La difícil legitimidad del fuego
No es fácil abordar la muerte de menores en bombardeos. No puedo escribir sobre este hecho sin reconocer esa tragedia. Sin embargo, la discusión no puede centrarse en los cuestionamientos al Ejército.
Olvidamos que son las disidencias las que reclutan niños y los convierten en combatientes. Esa es la decisión criminal que nos arrastra a dilemas imposibles.
Los colombianos enfrentamos enemigos que se fortalecen. Las disidencias no dan tregua. Sus drones lanzan explosivos. Sus campamentos no distinguen entre niños y adultos.

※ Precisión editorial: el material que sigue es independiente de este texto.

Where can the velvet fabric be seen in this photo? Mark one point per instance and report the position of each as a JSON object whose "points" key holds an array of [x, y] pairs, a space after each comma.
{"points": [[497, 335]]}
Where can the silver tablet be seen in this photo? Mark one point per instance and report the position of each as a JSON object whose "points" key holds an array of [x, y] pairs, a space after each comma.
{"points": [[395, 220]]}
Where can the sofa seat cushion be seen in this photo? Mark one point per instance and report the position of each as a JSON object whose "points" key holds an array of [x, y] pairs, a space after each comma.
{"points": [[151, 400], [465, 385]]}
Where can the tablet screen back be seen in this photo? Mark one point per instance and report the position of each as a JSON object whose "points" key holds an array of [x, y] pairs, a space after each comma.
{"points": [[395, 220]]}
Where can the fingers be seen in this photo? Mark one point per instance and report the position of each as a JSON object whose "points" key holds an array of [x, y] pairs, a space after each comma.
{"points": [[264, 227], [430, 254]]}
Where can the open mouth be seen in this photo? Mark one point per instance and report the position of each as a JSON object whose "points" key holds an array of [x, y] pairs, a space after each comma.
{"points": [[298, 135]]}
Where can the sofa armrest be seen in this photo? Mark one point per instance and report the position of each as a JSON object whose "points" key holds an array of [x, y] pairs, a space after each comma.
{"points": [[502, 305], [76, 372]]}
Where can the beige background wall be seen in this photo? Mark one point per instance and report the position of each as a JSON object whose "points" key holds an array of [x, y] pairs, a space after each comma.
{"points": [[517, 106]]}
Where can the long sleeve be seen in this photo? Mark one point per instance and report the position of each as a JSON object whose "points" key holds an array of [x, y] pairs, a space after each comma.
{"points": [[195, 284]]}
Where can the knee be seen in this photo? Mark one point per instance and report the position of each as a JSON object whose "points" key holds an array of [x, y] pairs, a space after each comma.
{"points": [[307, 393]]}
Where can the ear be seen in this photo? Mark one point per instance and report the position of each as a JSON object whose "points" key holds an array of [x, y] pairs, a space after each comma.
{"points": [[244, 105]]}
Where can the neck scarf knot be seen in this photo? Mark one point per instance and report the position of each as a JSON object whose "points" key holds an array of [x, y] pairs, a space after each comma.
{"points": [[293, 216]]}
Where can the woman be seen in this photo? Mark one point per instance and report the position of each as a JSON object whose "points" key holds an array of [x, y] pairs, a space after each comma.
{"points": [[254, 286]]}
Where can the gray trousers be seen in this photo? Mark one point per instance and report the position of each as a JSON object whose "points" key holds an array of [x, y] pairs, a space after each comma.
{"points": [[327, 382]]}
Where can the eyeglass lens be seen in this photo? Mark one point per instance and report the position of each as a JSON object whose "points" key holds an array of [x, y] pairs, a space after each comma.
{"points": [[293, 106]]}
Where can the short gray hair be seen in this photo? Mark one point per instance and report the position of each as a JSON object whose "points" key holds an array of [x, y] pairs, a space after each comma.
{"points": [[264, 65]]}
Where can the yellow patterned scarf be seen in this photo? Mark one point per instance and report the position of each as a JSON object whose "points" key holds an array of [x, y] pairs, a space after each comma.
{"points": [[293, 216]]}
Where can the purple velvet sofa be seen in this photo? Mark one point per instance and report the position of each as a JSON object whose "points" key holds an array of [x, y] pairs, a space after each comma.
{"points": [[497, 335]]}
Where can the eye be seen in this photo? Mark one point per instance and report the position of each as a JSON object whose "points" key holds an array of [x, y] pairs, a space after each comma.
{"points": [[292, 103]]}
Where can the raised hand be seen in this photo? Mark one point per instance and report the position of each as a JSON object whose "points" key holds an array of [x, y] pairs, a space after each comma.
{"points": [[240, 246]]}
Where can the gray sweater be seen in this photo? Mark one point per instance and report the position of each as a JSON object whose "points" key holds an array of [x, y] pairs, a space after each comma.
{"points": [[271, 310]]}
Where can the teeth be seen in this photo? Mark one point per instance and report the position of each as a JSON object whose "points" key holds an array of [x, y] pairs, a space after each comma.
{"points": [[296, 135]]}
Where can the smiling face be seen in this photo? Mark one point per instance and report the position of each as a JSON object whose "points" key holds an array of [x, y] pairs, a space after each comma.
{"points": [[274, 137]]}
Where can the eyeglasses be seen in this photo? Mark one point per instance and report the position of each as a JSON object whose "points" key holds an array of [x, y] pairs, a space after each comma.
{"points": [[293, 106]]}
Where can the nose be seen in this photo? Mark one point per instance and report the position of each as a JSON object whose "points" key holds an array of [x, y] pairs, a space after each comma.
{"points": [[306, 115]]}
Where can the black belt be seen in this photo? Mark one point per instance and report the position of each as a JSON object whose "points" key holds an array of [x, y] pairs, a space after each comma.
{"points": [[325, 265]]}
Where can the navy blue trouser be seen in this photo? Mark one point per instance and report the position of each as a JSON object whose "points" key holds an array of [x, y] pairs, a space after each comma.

En este escenario, pedir que las Fuerzas Armadas limiten sus operaciones a lo defensivo es desconocer la realidad. Es conceder ventaja a quienes destruyen territorios enteros.
Los bombardeos son dolorosos, pero necesarios. Reducen el riesgo para los soldados. Permiten golpear a los cabecillas y contener su expansión.
No podemos pedirle a un piloto que verifique si debajo de la selva hay menores. No podemos exigirle a la inteligencia certezas imposibles en zonas tomadas por grupos ilegales. Pretenderlo es desconocer la lógica de guerra que las disidencias han impuesto.
La legitimidad del Estado se sostiene en dos deberes: proteger la vida de nuestros niños y proteger al país de quienes los reclutan.
Ambos mandatos entran en tensión cuando las organizaciones criminales usan a los menores como escudo. Esa estrategia es deliberada. Busca paralizar al Estado. Pretende que renunciemos a toda acción ofensiva.
No podemos caer en ese juego. Necesitamos apoyar a nuestras Fuerzas Armadas, pero también acompañar a las comunidades que sufren el reclutamiento.
Colombia no puede resignarse a una guerra sin reglas. Tampoco puede renunciar a enfrentar a quienes destruyen su futuro. Hoy más que nunca necesitamos firmeza y claridad moral.